In light of these interviews, an answer finally arises to the question “Do these services exist to segregate the poor from the rest of society and forestall public disorder by providing goods or services that can be withheld as rewards/lures for good behavior?” From the feedback gathered from the participants, it is evident that the natures of the services these clients have received directly challenge the segregation that could occur in neoliberal conditions. Instead of being set aside from the rest of the population, the individuals in the study expressed that their interaction with the agency helped them to deal with their circumstances.
This study is limited in that it reflects the lives of a relatively small amount of people and their experiences with one social agency. Moreover, it could be that these people are fairly unique in the homeless shelter in being willing to talk with interviewers and speak freely of their problems and their positive feelings about the staff and services. It is impossible to generalize to the larger population of the homeless. Nevertheless, the interviews presented in this paper are insightful because the voices of the homeless are being heard, including their opinions about seeking and receiving goods and services from an agency. The neoliberal idea that the rich and powerful manage the poor in order to exclude them, or to make conventional society feel safe from them, is seemingly at variance with their attitudes. They feel assisted, safe, and grateful and their views seem to align with conventional society’s conception of what makes a person a valued contributor to its strength and stability.

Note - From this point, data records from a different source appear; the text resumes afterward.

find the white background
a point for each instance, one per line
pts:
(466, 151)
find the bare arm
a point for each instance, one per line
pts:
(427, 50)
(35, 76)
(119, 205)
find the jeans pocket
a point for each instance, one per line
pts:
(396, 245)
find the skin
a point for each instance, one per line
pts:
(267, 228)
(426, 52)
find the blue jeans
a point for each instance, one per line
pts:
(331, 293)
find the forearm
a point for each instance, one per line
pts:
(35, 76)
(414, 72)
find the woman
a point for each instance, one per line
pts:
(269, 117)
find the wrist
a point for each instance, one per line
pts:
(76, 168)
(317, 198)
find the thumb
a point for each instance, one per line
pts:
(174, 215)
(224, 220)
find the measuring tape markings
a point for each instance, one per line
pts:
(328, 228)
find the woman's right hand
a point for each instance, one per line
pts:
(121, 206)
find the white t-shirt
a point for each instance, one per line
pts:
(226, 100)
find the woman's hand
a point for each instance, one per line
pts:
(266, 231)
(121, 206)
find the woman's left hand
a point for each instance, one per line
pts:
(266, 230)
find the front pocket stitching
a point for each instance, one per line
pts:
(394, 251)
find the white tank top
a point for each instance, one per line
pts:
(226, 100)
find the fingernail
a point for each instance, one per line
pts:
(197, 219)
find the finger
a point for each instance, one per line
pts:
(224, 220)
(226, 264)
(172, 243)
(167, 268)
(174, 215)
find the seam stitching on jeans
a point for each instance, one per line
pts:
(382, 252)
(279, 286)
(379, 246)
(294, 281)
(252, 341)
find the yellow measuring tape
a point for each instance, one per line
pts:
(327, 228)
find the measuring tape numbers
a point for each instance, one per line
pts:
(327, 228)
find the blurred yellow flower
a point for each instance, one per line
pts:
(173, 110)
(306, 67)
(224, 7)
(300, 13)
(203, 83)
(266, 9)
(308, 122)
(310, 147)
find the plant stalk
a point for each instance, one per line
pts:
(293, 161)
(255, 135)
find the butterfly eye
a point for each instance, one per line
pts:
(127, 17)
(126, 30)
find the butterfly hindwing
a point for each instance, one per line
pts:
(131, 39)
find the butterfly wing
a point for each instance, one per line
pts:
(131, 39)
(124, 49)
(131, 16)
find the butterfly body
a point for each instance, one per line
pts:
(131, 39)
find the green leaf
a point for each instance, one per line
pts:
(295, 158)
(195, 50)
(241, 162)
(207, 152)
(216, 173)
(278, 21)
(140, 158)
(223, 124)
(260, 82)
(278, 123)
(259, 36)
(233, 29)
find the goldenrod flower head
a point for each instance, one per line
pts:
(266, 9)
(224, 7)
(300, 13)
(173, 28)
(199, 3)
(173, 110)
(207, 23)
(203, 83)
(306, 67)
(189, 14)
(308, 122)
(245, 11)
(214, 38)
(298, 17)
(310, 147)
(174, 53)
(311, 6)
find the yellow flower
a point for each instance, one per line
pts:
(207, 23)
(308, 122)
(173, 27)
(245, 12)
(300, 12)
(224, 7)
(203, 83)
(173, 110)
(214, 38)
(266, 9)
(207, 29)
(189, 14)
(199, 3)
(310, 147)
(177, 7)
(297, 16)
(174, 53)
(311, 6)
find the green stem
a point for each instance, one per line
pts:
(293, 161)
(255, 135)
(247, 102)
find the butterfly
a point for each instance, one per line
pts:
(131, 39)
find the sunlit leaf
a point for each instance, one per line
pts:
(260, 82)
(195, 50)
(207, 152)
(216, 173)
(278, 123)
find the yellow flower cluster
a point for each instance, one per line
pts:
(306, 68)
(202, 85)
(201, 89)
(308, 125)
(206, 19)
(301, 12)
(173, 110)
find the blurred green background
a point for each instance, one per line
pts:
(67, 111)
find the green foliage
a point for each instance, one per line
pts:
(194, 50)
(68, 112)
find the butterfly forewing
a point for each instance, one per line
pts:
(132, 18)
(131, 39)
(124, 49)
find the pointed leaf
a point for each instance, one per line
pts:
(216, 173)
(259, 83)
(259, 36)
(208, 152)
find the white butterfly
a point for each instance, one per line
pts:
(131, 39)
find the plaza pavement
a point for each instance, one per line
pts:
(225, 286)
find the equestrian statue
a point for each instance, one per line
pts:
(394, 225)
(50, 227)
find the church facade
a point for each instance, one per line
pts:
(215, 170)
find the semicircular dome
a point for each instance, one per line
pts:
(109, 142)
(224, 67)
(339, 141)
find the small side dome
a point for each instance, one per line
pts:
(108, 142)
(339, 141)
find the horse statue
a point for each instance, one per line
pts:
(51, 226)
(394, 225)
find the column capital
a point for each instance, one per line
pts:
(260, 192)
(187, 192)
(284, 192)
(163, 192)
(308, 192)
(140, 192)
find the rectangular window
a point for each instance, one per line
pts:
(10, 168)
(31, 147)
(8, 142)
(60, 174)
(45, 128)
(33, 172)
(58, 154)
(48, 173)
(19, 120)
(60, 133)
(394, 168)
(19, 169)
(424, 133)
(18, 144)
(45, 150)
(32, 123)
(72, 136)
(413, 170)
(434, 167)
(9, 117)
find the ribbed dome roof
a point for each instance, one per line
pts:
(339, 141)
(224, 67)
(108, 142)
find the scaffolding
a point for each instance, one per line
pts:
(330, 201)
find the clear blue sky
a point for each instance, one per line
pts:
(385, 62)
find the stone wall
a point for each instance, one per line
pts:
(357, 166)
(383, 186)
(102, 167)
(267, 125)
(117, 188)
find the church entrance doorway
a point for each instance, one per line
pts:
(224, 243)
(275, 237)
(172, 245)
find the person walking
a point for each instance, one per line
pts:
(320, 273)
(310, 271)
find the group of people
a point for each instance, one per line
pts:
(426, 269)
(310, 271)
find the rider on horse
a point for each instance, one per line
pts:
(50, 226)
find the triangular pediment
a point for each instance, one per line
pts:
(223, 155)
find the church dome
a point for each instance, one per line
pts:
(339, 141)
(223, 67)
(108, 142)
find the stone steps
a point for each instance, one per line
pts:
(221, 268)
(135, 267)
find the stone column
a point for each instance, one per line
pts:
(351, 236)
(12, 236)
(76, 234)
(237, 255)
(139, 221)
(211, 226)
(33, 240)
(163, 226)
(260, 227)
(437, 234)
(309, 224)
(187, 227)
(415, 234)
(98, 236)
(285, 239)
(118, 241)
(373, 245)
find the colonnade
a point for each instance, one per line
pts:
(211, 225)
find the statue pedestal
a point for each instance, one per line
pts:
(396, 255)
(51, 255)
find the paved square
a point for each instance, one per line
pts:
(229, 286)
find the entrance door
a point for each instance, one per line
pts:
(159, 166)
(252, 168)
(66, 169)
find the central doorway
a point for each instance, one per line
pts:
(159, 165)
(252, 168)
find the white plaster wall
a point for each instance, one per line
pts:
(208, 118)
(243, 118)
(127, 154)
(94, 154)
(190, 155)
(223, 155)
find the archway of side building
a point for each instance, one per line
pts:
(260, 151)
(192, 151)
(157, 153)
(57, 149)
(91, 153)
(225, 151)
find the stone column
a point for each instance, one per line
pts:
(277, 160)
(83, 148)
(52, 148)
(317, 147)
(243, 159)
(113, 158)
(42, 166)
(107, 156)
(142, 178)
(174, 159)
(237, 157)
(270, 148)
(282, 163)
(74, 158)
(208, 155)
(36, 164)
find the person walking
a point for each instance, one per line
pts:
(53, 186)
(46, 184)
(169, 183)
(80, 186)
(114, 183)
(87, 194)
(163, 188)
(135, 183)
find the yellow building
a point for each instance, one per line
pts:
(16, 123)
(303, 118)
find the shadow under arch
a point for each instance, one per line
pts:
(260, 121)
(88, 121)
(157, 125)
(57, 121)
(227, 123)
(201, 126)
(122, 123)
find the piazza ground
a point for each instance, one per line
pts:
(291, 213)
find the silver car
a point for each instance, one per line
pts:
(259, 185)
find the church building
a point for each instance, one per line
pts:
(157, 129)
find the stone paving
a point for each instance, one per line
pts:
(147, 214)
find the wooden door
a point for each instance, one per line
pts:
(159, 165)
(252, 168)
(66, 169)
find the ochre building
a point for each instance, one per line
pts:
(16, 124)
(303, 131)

 Del Cansino, V.J. and Jocoy, C.L. (2008) Neoliberal Subjectivities, the “New” Homelessness, and Struggles over Spaces of/in the City. Antipode, 40, 192-199.
 Reese, E. and Deverteuil, G. (2010) Weak-Center’ Gentrification and the Contradictions of Containment: Deconcentrating Poverty in Downtown Los Angeles. International Journal of Urban and Regional Research, 2, 310-327.
 Wengraf, T. (2001) Concepts and Approaches to Depth Interviewing. In Qualitative Research Interviewing. In: Wengraf, T., Ed., Qualitative Research Interviewing, Sage Publications, Ltd., Thousand Oaks, 1-66.